DGAT1 activity synchronises with mitophagy to protect cells from metabolic rewiring by iron depletion
Maeve Long, Álvaro Sánchez-Martínez, Marianna Longo, Fumi Suomi, Hans Stenlund, Annika Johansson, Homa Ehsan, Veijo T. Salo, Lambert Montava‐Garriga, Seyedehshima Naddafi, Elina Ikonen, Ian G. Ganley, Alexander J. Whitworth, Thomas G. McWilliams
Abstract
Mitophagy removes defective mitochondria via lysosomal elimination. Increased mitophagy coincides with metabolic reprogramming, yet it remains unknown whether mitophagy is a cause or consequence of such state changes. The signalling pathways that integrate with mitophagy to sustain cell and tissue integrity also remain poorly defined. We performed temporal metabolomics on mammalian cells treated with deferiprone, a therapeutic iron chelator that stimulates PINK1/PARKIN‐independent mitophagy. Iron depletion profoundly rewired the metabolome, hallmarked by remodelling of lipid metabolism within minutes of treatment. DGAT1‐dependent lipid droplet biosynthesis occurred several hours before mitochondrial clearance, with lipid droplets bordering mitochondria upon iron chelation.
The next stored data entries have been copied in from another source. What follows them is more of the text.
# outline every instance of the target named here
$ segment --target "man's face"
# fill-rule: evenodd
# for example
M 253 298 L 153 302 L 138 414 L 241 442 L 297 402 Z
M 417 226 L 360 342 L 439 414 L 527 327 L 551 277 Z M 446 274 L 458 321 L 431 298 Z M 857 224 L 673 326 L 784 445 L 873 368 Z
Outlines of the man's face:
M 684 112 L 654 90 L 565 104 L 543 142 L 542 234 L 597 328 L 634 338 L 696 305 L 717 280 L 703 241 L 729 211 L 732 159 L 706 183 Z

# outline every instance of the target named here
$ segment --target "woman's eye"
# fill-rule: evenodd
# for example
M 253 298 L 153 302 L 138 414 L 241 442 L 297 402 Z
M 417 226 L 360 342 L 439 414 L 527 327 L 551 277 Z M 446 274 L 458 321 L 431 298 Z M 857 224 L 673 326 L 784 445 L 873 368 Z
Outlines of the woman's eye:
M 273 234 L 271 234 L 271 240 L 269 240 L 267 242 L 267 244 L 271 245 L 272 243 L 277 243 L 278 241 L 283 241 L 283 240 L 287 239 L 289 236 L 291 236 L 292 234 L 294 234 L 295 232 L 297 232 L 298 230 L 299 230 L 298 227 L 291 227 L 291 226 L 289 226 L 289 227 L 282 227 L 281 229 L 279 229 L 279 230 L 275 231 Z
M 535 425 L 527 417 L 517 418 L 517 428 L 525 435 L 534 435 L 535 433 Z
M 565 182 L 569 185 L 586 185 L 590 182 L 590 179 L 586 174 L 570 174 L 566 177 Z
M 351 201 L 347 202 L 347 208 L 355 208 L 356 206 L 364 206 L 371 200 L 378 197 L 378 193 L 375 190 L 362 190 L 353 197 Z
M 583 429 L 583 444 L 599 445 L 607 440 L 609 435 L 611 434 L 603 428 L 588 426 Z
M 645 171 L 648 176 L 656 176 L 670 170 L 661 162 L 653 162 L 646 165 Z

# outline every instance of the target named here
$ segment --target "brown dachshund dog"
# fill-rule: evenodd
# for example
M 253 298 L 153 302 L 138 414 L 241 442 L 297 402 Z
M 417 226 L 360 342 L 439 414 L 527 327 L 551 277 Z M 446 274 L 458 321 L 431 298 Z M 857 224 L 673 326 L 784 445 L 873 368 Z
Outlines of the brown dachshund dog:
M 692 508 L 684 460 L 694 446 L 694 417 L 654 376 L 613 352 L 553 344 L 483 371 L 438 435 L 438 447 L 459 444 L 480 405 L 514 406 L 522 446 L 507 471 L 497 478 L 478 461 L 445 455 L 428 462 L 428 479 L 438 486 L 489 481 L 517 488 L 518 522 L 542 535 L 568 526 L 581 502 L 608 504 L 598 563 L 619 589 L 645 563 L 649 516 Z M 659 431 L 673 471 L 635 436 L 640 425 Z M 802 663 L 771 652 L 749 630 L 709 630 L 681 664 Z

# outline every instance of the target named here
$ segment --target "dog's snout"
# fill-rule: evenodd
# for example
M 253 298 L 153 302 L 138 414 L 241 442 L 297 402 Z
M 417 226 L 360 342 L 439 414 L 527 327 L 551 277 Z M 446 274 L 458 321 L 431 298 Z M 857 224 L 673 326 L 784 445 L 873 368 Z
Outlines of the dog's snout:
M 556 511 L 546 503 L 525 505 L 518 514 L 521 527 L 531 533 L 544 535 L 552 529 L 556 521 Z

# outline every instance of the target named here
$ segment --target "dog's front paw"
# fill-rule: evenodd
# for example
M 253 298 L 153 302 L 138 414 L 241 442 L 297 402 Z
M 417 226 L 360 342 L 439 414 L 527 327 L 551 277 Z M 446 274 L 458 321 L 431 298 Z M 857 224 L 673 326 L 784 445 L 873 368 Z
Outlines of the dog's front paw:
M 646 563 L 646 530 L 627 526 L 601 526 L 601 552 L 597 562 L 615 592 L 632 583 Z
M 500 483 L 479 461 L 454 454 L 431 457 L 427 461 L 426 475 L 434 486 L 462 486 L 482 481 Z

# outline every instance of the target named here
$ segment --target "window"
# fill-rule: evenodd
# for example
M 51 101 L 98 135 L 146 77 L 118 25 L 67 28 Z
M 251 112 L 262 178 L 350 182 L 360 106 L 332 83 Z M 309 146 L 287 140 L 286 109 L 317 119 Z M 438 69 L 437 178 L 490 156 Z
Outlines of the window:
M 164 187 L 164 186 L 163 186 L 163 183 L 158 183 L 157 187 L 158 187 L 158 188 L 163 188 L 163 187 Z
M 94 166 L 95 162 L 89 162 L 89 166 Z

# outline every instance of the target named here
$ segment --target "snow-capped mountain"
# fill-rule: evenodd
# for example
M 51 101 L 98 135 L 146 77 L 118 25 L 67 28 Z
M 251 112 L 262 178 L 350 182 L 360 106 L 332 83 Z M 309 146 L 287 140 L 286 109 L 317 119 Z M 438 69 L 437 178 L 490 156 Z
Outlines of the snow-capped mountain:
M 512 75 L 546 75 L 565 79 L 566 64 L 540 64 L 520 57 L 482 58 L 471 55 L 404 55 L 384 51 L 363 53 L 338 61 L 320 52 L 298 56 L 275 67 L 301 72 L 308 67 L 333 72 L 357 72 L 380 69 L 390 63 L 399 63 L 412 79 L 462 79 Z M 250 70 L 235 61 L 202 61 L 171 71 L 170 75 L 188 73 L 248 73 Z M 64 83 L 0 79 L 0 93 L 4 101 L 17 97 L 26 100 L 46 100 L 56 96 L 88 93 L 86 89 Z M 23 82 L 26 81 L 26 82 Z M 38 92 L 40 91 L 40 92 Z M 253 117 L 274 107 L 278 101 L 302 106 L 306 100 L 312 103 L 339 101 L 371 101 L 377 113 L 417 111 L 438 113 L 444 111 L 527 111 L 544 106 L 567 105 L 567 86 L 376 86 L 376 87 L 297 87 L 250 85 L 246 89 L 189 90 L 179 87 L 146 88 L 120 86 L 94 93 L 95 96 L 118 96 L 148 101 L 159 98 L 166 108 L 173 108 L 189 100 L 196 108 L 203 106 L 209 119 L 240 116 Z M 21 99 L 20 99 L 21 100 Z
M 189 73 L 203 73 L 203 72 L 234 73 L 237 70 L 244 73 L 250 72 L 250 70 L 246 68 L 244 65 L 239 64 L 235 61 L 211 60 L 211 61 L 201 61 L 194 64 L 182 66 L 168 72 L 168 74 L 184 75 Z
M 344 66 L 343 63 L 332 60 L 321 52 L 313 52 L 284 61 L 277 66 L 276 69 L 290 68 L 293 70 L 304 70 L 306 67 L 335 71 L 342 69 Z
We demonstrate that DGAT1 inhibition restricts mitophagy in vitro, with impaired lysosomal homeostasis and cell viability. Importantly, genetic depletion of DGAT1 in vivo significantly impaired neuronal mitophagy and locomotor function in Drosophila. Our data define iron depletion as a potent signal that rapidly reshapes metabolism and establishes an unexpected synergy between lipid homeostasis and mitophagy that safeguards cell and tissue integrity. Whether removal of defective mitochondria is cause or consequence of metabolic reprogramming in highly energy‐demanding cells remains unclear. This study reports metabolic effects of mitochondrial iron depletion, as well as unexpected synergy between lipid droplet (LD) biogenesis and mitophagy sustaining cell and tissue integrity. DGAT1‐dependent lipid homeostasis synergizes with PINK1/Parkin‐independent mitophagy to sustain cell and tissue integrity.